Veja um trecho da reportagem:
Dois anos e meio antes de as “pedaladas fiscais” justificarem a abertura do processo de impeachment da presidente Dilma Rousseff e pelo menos um ano antes do início da campanha pela reeleição, técnicos do Tesouro Nacional elaboraram, em julho de 2013, um diagnóstico de 97 páginas sobre a situação fiscal e econômica do país. Mantido sob sigilo até agora, o relatório, ao qual o Valor teve acesso, continha um claro alerta à cúpula do governo: “O prazo para um possível ‘downgrade’ é de até 2 anos”; “Ao final de 2015 o TN [Tesouro Nacional] estaria com um passivo de R$ 41 bilhões” na conta dos subsídios em atraso; “Contabilidade ‘criativa’ afeta a credibilidade da política fiscal”.
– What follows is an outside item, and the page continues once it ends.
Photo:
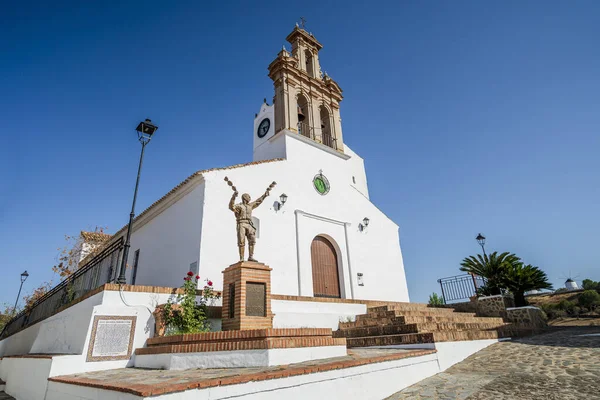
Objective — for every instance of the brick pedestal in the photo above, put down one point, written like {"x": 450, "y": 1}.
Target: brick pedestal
{"x": 247, "y": 297}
Novos avisos foram incluídos em uma versão revisada, de setembro de 2013. O caixa do Tesouro estava muito baixo e foi citado no documento como “risco para 2014”. Os técnicos do Tesouro projetavam um “déficit sem perspectiva de redução”, falavam em “esqueletos” que teriam que ser explicitados e recomendavam “interromper imediatamente quaisquer operações que produzam resultado primário sem a contrapartida de contração da demanda agregada ou que gere efeitos negativos sobre o resultado nominal e/ou taxa implícita da dívida líquida”.
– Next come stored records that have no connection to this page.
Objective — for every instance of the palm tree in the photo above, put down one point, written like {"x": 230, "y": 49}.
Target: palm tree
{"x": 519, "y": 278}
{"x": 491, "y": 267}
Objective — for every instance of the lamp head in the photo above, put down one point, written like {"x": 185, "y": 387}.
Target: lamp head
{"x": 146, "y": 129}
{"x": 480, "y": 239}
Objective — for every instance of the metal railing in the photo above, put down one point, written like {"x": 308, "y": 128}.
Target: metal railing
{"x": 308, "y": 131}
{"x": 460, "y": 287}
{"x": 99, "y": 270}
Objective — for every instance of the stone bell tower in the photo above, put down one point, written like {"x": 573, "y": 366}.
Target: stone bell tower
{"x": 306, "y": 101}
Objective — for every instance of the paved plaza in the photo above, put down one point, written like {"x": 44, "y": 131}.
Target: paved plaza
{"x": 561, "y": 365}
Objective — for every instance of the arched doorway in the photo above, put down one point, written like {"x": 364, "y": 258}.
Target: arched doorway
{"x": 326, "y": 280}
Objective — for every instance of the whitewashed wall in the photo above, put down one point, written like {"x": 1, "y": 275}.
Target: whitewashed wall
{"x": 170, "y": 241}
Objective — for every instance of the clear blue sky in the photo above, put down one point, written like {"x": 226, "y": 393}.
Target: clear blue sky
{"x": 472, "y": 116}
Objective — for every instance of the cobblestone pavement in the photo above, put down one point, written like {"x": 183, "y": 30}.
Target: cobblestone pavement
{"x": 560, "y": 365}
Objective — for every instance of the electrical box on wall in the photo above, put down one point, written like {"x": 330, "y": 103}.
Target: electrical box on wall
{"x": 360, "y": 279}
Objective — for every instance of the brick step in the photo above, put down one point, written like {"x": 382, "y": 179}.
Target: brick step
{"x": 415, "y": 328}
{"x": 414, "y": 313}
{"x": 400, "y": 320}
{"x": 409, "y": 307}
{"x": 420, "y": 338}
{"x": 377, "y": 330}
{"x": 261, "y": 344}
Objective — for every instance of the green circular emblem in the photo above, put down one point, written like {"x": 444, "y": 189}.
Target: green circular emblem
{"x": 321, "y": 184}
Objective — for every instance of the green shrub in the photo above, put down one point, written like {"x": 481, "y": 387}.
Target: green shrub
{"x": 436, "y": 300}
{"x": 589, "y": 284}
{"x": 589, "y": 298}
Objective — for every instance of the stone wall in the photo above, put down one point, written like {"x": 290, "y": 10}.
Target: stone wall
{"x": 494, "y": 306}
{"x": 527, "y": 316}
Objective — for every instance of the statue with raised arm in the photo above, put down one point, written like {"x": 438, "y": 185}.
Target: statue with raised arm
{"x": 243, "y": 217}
E é claro, não para por aí. Durante a reportagem descobre-se – no meu caso, comprova-se – o caráter incontestável – literalmente incontestável – da presidente Dilma Rousseff. Um estudo 100% técnico que visava o bem da economia brasileira foi taxado de “rebelião das classes inferiores”.
Vale ressaltar que o TCU – Tribunal de Contas da União, no dia 09 de dezembro de 2015, rejeitou as contas de Dilma Rousseff e confirmou que houve crime de responsabilidade fiscal. Um rombo de quase R$100 bilhões. Tal delito é um dos motivos para haver o impeachment da presidente Dilma Rousseff.
O grande problema é que a falta de humildade, a prepotência, a arrogância dos militantes esquerdistas/petistas é tão tamanha que algo tão fácil de ser compreendido acaba por ser taxado de “rebelião dos inferiores”. Para se ser sábio é necessária humildade. Utilizar aquela velha frase de Sócrates: “Só sei que nada sei” e isto já é um saber. O sábio permite a correção; o estúpido diz que o ovo do mosquito Aeades aegypti é quem transmite o Zika vírus, chikungunya e dengue.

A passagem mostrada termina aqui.